Supervised Learning
What is Supervised Learning?
Supervised learning is a type of machine learning where Edge AI systems are trained on labeled data to predict outcomes or classify information accurately. Also known as guided learning, it enables AI models to make precise, data-driven decisions directly on edge devices without cloud dependency.
Why Is It Used?
Supervised learning is used in Edge AI to enable real-time, intelligent decision-making for tasks such as anomaly detection, predictive maintenance, and image recognition. It ensures AI systems perform reliably in latency-sensitive and bandwidth-constrained environments.
How Is It Used?
Collect labeled datasets from sensors, cameras, or IoT devices.

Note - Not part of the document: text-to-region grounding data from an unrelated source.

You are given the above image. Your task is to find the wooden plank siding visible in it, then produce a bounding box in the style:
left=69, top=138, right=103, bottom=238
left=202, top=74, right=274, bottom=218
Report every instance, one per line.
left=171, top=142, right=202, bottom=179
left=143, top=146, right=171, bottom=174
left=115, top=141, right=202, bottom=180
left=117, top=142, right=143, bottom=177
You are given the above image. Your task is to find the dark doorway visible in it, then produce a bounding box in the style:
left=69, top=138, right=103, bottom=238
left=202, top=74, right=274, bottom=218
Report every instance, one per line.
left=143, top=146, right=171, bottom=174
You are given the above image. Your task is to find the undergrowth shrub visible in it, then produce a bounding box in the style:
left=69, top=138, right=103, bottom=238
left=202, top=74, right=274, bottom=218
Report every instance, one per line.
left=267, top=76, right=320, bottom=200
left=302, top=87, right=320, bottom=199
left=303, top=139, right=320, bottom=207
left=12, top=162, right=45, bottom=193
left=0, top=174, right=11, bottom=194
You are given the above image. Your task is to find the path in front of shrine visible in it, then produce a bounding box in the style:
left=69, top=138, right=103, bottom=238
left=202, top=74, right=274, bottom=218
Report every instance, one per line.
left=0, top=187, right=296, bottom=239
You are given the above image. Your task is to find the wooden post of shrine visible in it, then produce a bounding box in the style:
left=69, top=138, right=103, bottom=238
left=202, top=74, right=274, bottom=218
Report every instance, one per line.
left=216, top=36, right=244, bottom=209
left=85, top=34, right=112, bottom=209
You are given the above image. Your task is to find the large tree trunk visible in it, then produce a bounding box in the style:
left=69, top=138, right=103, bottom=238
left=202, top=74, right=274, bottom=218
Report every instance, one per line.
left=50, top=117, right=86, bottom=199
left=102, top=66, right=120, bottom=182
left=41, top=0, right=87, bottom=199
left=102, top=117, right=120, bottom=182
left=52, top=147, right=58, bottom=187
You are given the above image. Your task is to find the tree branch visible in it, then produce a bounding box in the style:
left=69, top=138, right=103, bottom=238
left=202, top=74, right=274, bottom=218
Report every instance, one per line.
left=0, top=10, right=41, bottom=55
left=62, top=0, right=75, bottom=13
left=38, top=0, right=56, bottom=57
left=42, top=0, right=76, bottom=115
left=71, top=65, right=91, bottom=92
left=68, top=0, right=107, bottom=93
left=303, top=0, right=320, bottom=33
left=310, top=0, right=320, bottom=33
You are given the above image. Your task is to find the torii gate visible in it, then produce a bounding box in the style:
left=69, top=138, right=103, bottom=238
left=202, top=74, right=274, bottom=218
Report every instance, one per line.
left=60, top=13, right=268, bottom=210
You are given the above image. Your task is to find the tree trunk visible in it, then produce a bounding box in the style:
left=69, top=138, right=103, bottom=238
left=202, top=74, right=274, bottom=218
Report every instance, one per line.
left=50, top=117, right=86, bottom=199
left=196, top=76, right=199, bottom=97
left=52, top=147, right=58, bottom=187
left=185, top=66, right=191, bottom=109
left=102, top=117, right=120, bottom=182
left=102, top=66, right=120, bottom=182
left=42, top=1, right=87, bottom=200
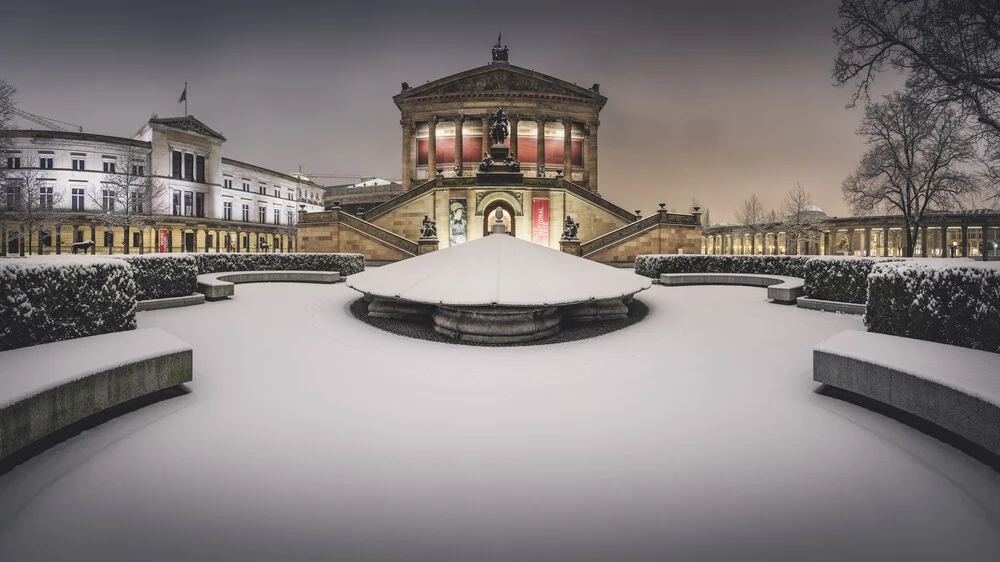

Train models locally or via hybrid edge-cloud frameworks.
Deploy trained models on edge devices for immediate inference.
Continuously update models with new labeled data for improved accuracy.
Types of Supervised Learning
Regression: Predicts continuous values (e.g., temperature, vibration levels).
Classification: Categorizes inputs into predefined classes (e.g., defect detection, object recognition).
Benefits of Supervised Learning
Low Latency: Instant predictions at the edge.
Data Privacy: Sensitive data stays local.
Bandwidth Efficiency: Reduces cloud dependency.
High Accuracy: Models learn from labeled, validated data for precise outcomes.